Naast bodemmaterialen worden ook bagger- en ruimingsspecie op de site opgeslagen en ontwaterd. De bagger- en ruimingsspecie worden in een slibput gelost waarbij het water wordt afgepompt naar een afzonderlijke tank. Indien deze container vol is, wordt het water afgevoerd naar de site in Grimbergen voor verwerking. 

 

Puin afkomstig van bodemsaneringswerken en wegen of sloopwerken wordt op de site mechanisch behandeld (sorteren, breken, zeven) om materialen te bekomen die terug kunnen worden toegepast als grondstof conform de bepalingen van VLAREMA.

 

In de noordoostzijde van de bestaande loods zal gebonden asbest (plaatjes) door vormzeven uit reinigbare asbesthoudende afvalstoffen (puin) gescheiden en geconcentreerd worden. Sproeiers zullen voor de verneveling van water zorgen en de lucht wordt afgezogen en gefilterd. Enkel afvalstoffen verontreinigd met hechtgebonden asbest worden behandeld. Het asbest is het restproduct van de mechanische behandeling van asbesthoudende grondstromen.

 

Volgende ondersteunende activiteiten of inrichtingen worden aangevraagd:

- Opslag van 4.200 liter brandbare vloeistoffen;

- brandstofverdeelinstallatie met twee verdeelslangen;

- transformator 160 kVA;

- stalplaatsen voor negen voertuigen;

- wassen van maximaal negen voertuigen per dag;

- opslag van 3,258 ton gevaarlijke vloeistoffen;

- opslag van 30 ton schadelijke en bijtende vloeistoffen (calciumoxide);

- opslag van 300 liter gevaarlijke producten in kleine verpakkingen;

- twee breek- en zeefinstallaties met een totale geïnstalleerde drijfkracht van 750 kW.

 

Het grootste deel van het terrein is overdekt. Het buitenterrein watert af naar vier opvangputten die gelegen zijn in de uithoeken van het terrein. Via een rioleringssyteem komt het water vervolgens terecht in het retentiebekken met een volume van ongeveer 250 m³ waarna het water naar de waterzuivering gevoerd wordt. De waterzuivering bestaat uit een olie-waterafscheider, zandfilter en een aktief koolfilter. Het water wordt geloosd met een debiet van maximaal 2 m³/uur. Het regenwater dat op het dak van de hal komt, wordt opgevangen in een buffer (ondergrondse waterput) en gebruikt voor onder meer stofbestrijding.

 

De exploitant vraagt een bijstelling van de lozingsnormen, meer bepaald voor mangaan. De exploitant argumenteert dat deze parameter van nature aanwezig is in de bodem. Uit de bijgevoegde analyseresultaten blijkt dat in 2019 de norm van 1 mg/l één keer overschreden werd (1,2 mg/l).
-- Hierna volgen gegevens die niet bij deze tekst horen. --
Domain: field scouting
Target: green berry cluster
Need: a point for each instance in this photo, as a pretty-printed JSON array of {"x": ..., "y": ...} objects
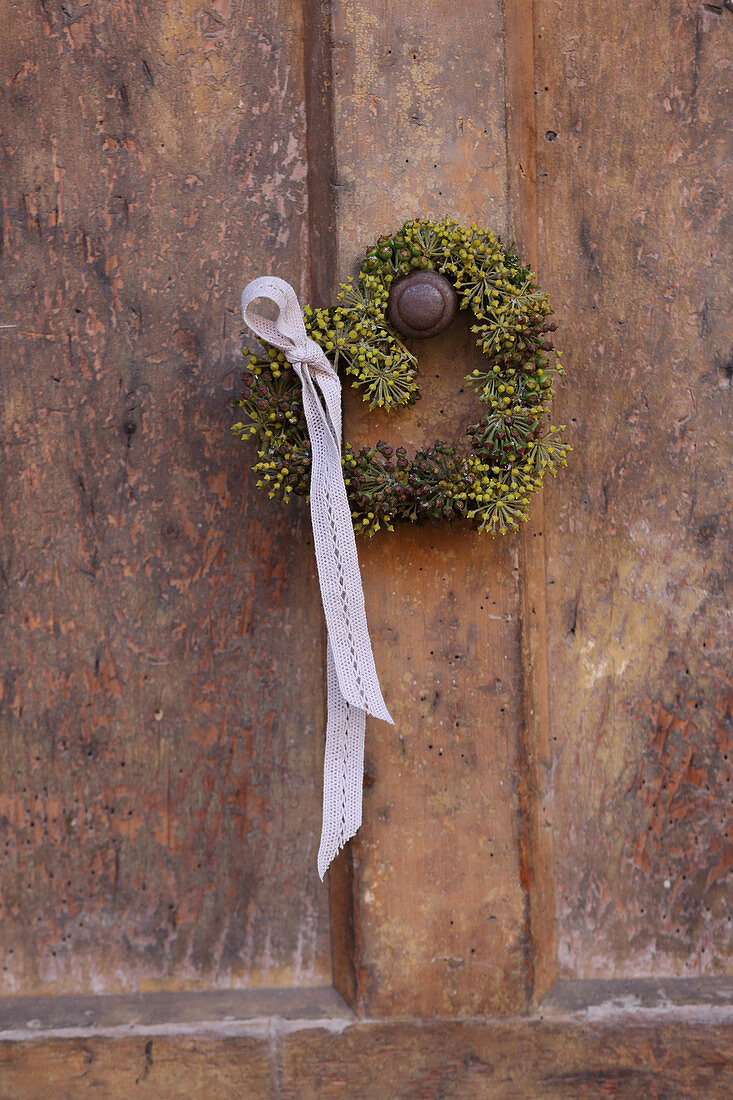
[{"x": 510, "y": 449}]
Uit het dossier blijkt niet éénduidig welke bijzondere lozingsnorm precies voorgesteld wordt voor mangaan. Het college sluit zich aan bij de concentratie die de VMM voorstelt.

 

De exploitant voorziet een individuele behandelingsinstallatie voor huishoudelijk afvalwater (IBA).

 

Ter vermijding van stofvorming beschikt men over een veegwagen. Aan de weegbrug is een sproei-installatie aanwezig ter voorkoming van stofhinder, de rest van het terrein wordt gesproeid met behulp van een tractor. Indien nodig worden de gronden extra afgedekt met een zeil om verspreiding van stof en uitloging te voorkomen. Gronden die verontreinigd zijn met stoffen die een verhoogd risico inhouden voor mens of milieu worden eveneens afgedekt of in containers opgeslagen.

 

Gronden waar uit voorinformatie bekend is dat een te hoge concentratie vluchtige stoffen aanwezig kan zijn, worden niet aanvaard, noch voor opslag noch voor verwerking. Het aanvaardingsbeleid op de site volgt volgens de exploitant de Code van Goede Praktijk voor Grondreinigingscentrum, zoals opgelegd door OVAM.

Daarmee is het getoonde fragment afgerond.